Question

A jet of water hits a flat stationary plate perpendicular to its motion. The jet ejects 500g of water per second with a speed of 1m//s. Assuming that after striking, the water flows parallel to the plate, then the force exerted on the plate is

Answer 1

Answer:

F = 0.5N

Explanation:

The given question statement relates to impulsive force example, where a sharp and sudden force is applied as in case of water jet.

The formula for impulsive force is

F = Δp / Δt

F = m (vf − vi) / Δt

Here Vi is the initial velocity, Vf is the final velocity

As per given information

vi=1m/s

vf=0

m=0.5kg

Putting the values in formula, we get

F = 0.5N

Answer 2

As given that water is perpendicular to the stationary plate.
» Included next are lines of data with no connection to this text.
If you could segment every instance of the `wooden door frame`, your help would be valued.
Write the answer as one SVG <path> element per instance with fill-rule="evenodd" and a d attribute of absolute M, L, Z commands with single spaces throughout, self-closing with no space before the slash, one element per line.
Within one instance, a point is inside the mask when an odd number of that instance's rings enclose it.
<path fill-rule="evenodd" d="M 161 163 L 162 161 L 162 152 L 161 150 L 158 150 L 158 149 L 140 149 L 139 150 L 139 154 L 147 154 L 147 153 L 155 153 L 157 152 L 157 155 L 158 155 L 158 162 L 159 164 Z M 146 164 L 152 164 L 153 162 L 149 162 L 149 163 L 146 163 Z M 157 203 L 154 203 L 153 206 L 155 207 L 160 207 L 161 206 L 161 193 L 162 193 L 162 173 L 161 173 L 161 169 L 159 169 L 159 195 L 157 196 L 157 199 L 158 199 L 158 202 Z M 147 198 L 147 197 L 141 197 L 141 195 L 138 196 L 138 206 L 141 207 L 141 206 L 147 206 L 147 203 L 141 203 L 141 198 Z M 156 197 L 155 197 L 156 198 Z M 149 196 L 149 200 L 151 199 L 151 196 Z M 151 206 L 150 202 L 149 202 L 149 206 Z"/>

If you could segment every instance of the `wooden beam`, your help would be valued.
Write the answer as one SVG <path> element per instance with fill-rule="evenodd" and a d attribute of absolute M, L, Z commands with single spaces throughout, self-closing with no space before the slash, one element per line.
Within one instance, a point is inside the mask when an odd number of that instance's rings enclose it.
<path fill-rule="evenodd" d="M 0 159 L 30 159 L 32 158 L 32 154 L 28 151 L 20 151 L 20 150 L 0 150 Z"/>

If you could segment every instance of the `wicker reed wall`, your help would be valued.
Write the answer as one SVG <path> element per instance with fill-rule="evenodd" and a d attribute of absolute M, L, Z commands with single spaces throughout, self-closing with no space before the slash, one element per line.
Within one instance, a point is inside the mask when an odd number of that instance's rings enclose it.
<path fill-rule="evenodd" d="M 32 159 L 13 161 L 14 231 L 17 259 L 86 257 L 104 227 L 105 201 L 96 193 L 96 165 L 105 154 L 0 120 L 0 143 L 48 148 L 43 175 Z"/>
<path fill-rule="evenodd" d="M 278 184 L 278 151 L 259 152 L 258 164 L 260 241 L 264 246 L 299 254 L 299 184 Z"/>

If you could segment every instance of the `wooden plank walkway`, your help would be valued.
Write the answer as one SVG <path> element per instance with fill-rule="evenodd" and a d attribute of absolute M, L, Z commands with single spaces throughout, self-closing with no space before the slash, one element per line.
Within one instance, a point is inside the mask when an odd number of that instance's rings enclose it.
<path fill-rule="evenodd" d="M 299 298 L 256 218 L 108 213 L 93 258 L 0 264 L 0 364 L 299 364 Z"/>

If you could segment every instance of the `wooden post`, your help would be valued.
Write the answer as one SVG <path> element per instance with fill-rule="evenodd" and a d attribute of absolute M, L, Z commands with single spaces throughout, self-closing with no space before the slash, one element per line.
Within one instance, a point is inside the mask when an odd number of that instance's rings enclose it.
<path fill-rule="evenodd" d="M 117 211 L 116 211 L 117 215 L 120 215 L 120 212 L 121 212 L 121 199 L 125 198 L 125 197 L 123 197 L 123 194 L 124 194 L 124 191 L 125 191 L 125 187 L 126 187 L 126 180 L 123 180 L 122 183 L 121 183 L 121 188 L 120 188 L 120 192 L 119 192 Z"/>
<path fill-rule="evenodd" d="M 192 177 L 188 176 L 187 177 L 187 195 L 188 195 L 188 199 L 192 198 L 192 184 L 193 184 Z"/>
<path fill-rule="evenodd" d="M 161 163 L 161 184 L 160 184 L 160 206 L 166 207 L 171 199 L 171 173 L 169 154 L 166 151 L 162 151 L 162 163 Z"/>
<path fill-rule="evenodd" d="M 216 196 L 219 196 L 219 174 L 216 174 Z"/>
• As the given that amount of water ejected is 500 g let convert it into Kg that is 1/2 Kg
• The speed of water is given that is 1 m/sec.
• Now use the relation of force and momentum as it is changing with time
• F=ΔP/Δt=mΔv/Δt
• As the velocity is changing that is initial v is 0 and final v=1 m/sec
• Put in above equation
• F=m(1-0)
• F=1/2
• F=0.5 N
• That is the force exerted when the plate is parallel.